Lot's of rules which must be adhered to for such as these men

Oddly, no rules when it came to M.P.'s expenses.

Small wonder why the country is in such cr*p with this lot at the helm.

Hugh Ferguson
13th October 2012, 11:19
I don't understand this at all. Here, in the village where I live in Cornwall our one time village schoolmaster, long deceased, had a medal from the then Soviet Union: he showed it to me, the citation was in Russian and he had a job getting it translated.
He was a Scot, name Jock Frazer. His widow is still with us; I'll try to get a photo of it.

sparkie2182
13th October 2012, 11:29
I think there was something about the medals being received in the USSR, the recipients being honoured guests.

The problem came when it came to wearing them in "official" commemoration services in the U.K.

How far "Whitehall" would have took it.............anyone's guess.

It would be a rather unseemly sight .......... Remembrance Sunday at a small
Cumbrian town's cenotaph............a scuffle breaks out between police and an elderly seafarer wearing medals awarded by the U.S.S.R.

I don't doubt the fools in the "Ministry" would think it right and proper, but i doubt if they would find a policeman(certainly not one that i know) to do it.

5036
13th October 2012, 12:26
I think it was Douglas Bader who said "Rules are for the blind obedience of fools and the guidance of the wise."

Coastie
13th October 2012, 13:19
My Godfather was presented with a medal for services to the USSR during WW2.

Donald McGhee
13th October 2012, 20:55
Interesting to see the Murmansk run being mentioned again. My Father was 3rd mate on several convoys to Murmansk, survived unscathed apart from the
"Arctic' circle under his eye from cold sextants freezing the flesh.
He too never talked much about it, nor did my maternal Grandpa, who was torpedoed in WW1 during that war.
Very proud and privileged to have had two of many thousands of unsung heroes of the MN in my family.

Hamish Mackintosh
14th October 2012, 01:19
Another good book on this suject and one which makes one wonder if it was all worth it is ," Sacrifice for Stalin" by Davis\d Wragg ISBN 1 84415 357 6

Pat McCardle
14th October 2012, 02:41
One hell of a trip, especially the weather![/QUOTE]

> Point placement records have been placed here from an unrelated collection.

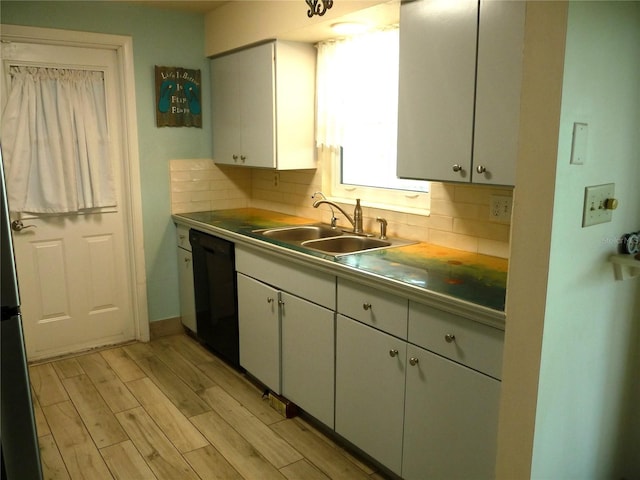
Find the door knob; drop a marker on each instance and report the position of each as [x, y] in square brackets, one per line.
[18, 226]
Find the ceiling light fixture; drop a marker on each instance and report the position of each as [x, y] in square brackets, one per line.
[318, 7]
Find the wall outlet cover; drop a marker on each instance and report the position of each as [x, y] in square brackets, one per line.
[500, 208]
[594, 211]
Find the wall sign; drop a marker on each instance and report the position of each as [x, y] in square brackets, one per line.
[178, 97]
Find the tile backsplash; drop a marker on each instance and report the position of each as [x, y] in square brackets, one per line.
[459, 213]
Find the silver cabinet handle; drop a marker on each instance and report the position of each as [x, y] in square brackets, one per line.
[18, 226]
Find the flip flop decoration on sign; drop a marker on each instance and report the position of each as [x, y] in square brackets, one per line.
[178, 97]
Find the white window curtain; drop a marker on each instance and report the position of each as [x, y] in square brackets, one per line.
[357, 86]
[357, 109]
[55, 141]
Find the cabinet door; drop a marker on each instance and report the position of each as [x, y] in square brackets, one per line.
[259, 329]
[257, 106]
[451, 419]
[500, 45]
[308, 359]
[370, 370]
[187, 298]
[436, 89]
[225, 93]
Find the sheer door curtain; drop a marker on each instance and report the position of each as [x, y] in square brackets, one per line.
[55, 141]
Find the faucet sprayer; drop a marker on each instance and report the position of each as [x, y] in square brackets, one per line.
[356, 221]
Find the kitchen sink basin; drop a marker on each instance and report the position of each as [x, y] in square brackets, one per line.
[330, 241]
[345, 244]
[300, 233]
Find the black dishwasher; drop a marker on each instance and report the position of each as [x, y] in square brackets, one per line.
[216, 298]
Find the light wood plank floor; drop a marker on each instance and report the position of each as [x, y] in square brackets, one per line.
[169, 409]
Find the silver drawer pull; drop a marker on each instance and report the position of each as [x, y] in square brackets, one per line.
[18, 226]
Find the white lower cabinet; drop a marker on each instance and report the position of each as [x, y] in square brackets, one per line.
[450, 419]
[185, 279]
[286, 316]
[259, 330]
[308, 356]
[370, 375]
[414, 387]
[187, 296]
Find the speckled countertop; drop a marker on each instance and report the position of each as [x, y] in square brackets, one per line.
[470, 284]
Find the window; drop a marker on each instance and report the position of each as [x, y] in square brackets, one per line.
[357, 94]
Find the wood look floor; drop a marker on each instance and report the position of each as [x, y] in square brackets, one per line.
[169, 409]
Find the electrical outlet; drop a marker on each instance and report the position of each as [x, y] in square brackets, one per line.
[599, 203]
[500, 208]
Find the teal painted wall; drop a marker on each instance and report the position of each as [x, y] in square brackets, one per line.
[588, 415]
[160, 37]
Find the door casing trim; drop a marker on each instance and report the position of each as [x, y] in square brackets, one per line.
[134, 235]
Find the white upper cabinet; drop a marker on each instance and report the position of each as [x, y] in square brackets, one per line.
[263, 106]
[459, 90]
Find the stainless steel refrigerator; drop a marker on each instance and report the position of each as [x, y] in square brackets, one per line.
[18, 438]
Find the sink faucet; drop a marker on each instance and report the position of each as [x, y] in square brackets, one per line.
[355, 221]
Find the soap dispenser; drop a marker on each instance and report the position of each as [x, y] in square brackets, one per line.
[357, 218]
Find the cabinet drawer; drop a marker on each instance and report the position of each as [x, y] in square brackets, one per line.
[467, 342]
[182, 237]
[310, 284]
[382, 310]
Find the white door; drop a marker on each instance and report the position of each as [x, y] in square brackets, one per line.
[73, 271]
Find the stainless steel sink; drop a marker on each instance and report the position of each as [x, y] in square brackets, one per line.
[331, 241]
[300, 233]
[345, 244]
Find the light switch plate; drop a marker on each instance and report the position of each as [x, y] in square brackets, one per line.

George's exact words when he spoke of it.

cueball44
7th November 2012, 16:45
I think there was something about the medals being received in the USSR, the recipients being honoured guests.

The problem came when it came to wearing them in "official" commemoration services in the U.K.

How far "Whitehall" would have took it.............anyone's guess.

It would be a rather unseemly sight .......... Remembrance Sunday at a small
Cumbrian town's cenotaph............a scuffle breaks out between police and an elderly seafarer wearing medals awarded by the U.S.S.R.

I don't doubt the fools in the "Ministry" would think it right and proper, but i doubt if they would find a policeman(certainly not one that i know) to do it.Today in my local paper. A veteran who risked his life to ship vital supplies to Russia during WW2 has been told he cannot accept a medal from the country. George Barker received a letter from the Russian Embassy informing him of plans to award arctic convoy sailors with the medal of Ushakov. But now the Foreign Office has now blocked the attempt to recognise the bravery of Mr Barker and other survivors of the perilous sea campaign. Mr George Barker served on the aircraft carrier H.M.S FENCER.